Ever the controversial figure, the new president of the United States, Donald Trump recently signed an executive order restricting which bodies of water are subject to pollution regulations while at the same time espousing the aim of his administration aims to “promote clean air and clean water.”

Now I don’t know about you, but when my drinking water comes from streams or rivers and the power of the Environmental Protection Agency (EPA) to enforce clean water laws is effectively negated, making those responsibilities the domain of individual states, I get worried.

Under the Obama Administration, the Waters of the United States rule was added to the Clean Water Act of 1972. This rule expands the EPA’s purview from “navigable” waters to any continuous flow of water, and the dismantling of this rule means that Trump’s promise to promote clean air and water is nothing more than rhetoric.

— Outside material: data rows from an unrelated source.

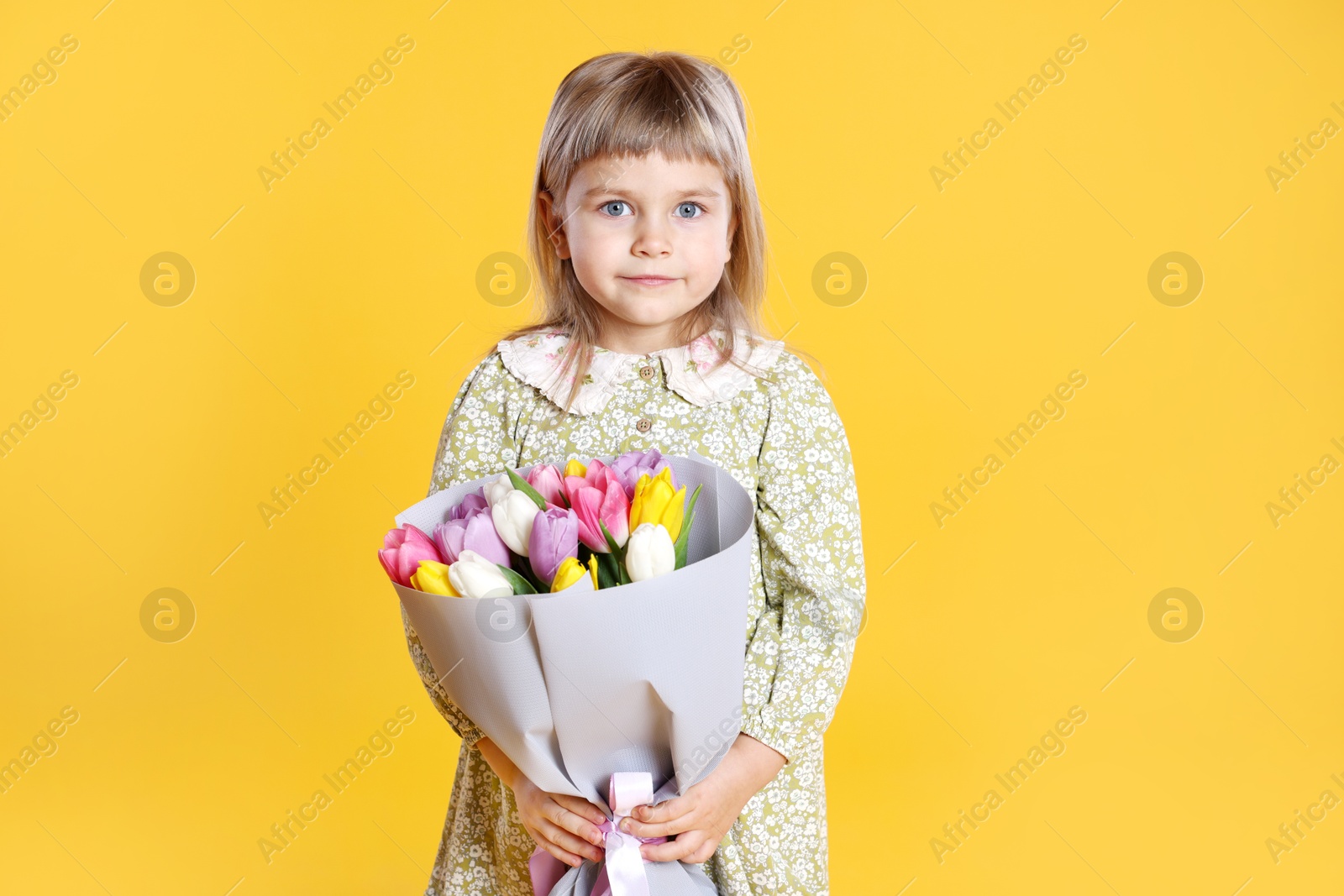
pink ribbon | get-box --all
[528,771,667,896]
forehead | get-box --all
[571,149,724,196]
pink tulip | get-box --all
[564,473,630,553]
[433,507,509,565]
[527,464,566,508]
[378,522,444,589]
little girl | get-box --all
[403,52,867,896]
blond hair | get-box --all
[486,51,805,410]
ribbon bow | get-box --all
[528,771,667,896]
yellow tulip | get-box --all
[630,466,685,542]
[412,560,462,598]
[551,558,583,592]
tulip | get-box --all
[448,489,491,521]
[433,510,511,565]
[527,464,566,506]
[486,486,542,558]
[630,466,685,542]
[625,522,676,582]
[564,473,630,553]
[448,550,516,598]
[610,448,676,501]
[412,560,462,598]
[551,558,596,592]
[527,504,580,584]
[378,527,444,587]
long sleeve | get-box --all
[402,352,522,747]
[742,354,867,762]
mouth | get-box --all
[621,277,676,286]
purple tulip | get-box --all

The problem of leaving pollution standards up to individual states is that streams and rivers do not stop at state boundaries, and one state being lax in its pollution laws could mean that another state’s shared waterways could be disproportionately and negatively affected.

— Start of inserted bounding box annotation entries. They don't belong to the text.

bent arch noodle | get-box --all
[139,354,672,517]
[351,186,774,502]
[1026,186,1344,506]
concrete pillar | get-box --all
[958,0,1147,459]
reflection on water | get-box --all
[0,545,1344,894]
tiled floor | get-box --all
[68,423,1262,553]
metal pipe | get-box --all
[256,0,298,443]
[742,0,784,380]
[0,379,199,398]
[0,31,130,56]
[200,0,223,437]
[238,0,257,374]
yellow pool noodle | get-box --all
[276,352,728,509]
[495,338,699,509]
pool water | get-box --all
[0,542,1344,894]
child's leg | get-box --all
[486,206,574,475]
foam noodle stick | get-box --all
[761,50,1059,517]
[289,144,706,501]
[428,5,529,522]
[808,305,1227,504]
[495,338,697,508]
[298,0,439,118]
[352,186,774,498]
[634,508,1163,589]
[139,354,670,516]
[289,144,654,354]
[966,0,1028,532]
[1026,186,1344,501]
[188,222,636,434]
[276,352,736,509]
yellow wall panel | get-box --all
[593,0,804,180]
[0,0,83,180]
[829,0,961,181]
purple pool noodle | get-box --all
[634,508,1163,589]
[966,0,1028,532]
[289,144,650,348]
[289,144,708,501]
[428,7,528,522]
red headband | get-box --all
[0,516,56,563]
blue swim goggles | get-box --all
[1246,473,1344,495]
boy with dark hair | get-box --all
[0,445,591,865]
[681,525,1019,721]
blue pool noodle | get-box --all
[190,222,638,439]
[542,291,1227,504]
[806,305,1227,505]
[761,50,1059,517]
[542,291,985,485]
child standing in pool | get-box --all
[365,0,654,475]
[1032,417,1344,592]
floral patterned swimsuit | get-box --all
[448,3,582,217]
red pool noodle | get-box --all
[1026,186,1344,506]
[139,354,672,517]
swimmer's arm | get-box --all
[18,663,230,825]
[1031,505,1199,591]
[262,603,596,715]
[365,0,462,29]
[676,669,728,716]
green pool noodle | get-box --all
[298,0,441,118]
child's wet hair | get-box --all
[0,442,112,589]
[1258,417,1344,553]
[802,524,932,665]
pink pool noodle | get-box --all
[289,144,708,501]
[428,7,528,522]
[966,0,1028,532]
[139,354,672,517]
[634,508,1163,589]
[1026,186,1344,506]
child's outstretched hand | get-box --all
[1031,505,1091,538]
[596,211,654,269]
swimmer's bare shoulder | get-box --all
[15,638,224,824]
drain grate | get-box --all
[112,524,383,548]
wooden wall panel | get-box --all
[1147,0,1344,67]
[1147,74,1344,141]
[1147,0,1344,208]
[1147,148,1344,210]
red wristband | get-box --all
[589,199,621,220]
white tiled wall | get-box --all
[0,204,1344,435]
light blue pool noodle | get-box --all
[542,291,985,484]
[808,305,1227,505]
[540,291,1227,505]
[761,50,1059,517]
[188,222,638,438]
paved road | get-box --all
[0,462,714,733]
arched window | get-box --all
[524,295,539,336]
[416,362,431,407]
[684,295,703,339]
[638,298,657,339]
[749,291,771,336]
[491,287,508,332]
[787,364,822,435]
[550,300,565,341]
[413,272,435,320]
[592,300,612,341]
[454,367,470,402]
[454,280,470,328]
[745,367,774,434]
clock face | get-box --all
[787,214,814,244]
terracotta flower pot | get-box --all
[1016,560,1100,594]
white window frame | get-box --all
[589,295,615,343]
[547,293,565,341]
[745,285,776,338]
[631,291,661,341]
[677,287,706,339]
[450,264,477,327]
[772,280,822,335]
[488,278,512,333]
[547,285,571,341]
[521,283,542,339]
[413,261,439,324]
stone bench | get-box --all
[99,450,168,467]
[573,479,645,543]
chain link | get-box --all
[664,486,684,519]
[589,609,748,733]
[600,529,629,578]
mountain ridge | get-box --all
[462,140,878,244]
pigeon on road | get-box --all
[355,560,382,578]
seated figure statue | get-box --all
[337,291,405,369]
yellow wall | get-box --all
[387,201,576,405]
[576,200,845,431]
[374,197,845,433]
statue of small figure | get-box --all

Durelle Scott from Virginia Tech in Blacksburg says, “How land is managed in one state will affect what happens downstream. When we think about water management, we have to think about the entire watershed.”

This new bill could be a travesty for all Americans because it means that landowners such as farmers and developers are suddenly unsure of what they can do on their own land and could also end up negatively affecting poorer counties and states if they have to foot the bill for cleaning up pollution that is not of their making.

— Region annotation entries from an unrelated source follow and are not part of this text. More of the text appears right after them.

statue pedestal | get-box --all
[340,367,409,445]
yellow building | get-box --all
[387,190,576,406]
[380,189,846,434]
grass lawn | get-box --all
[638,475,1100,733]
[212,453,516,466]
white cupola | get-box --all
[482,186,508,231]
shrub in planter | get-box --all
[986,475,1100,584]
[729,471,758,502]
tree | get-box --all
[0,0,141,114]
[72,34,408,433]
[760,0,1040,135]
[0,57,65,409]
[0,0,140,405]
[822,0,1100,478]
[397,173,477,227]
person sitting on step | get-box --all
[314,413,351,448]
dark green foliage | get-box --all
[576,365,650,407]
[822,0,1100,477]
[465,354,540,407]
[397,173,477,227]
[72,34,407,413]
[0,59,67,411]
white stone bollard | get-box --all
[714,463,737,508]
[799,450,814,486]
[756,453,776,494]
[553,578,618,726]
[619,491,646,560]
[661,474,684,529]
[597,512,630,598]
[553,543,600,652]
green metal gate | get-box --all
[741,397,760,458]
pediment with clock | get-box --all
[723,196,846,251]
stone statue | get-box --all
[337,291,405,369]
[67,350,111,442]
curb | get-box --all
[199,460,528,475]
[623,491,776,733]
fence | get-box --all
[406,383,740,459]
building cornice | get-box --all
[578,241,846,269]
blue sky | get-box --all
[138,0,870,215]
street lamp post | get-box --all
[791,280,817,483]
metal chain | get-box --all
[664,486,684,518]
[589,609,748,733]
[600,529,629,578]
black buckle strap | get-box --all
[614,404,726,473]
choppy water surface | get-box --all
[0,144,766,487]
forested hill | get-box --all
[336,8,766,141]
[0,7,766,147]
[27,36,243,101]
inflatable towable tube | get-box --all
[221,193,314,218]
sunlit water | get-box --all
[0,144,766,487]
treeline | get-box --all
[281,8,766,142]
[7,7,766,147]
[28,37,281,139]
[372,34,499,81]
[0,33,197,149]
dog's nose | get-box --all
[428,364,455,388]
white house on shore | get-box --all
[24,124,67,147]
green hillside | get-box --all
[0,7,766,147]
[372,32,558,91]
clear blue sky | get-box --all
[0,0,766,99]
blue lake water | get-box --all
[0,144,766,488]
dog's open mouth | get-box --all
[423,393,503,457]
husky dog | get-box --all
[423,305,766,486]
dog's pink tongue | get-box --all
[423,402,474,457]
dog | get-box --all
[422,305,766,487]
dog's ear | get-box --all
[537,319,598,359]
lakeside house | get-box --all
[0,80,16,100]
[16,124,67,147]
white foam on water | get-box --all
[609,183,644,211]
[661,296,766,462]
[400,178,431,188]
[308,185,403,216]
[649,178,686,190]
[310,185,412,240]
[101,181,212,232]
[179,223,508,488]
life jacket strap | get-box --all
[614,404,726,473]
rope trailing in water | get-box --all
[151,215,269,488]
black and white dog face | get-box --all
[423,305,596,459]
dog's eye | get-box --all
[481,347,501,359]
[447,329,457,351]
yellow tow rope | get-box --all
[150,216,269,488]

Developers are also currently required to offset habitat destruction, which, under Trump’s new law, would be left to local taxpayers to cover.

Ricardo Salvador at the Union of Concerned Scientists says, “Industry got around some of the regulations of the original Clean Water Act by digging artificial ditches, which, by definition, were not navigable, so they could escape regulation that way. It’s pushing the problem downstream and making it more expensive for society. We’ll all end up paying for it if we have to put more money in on the water treatment side.”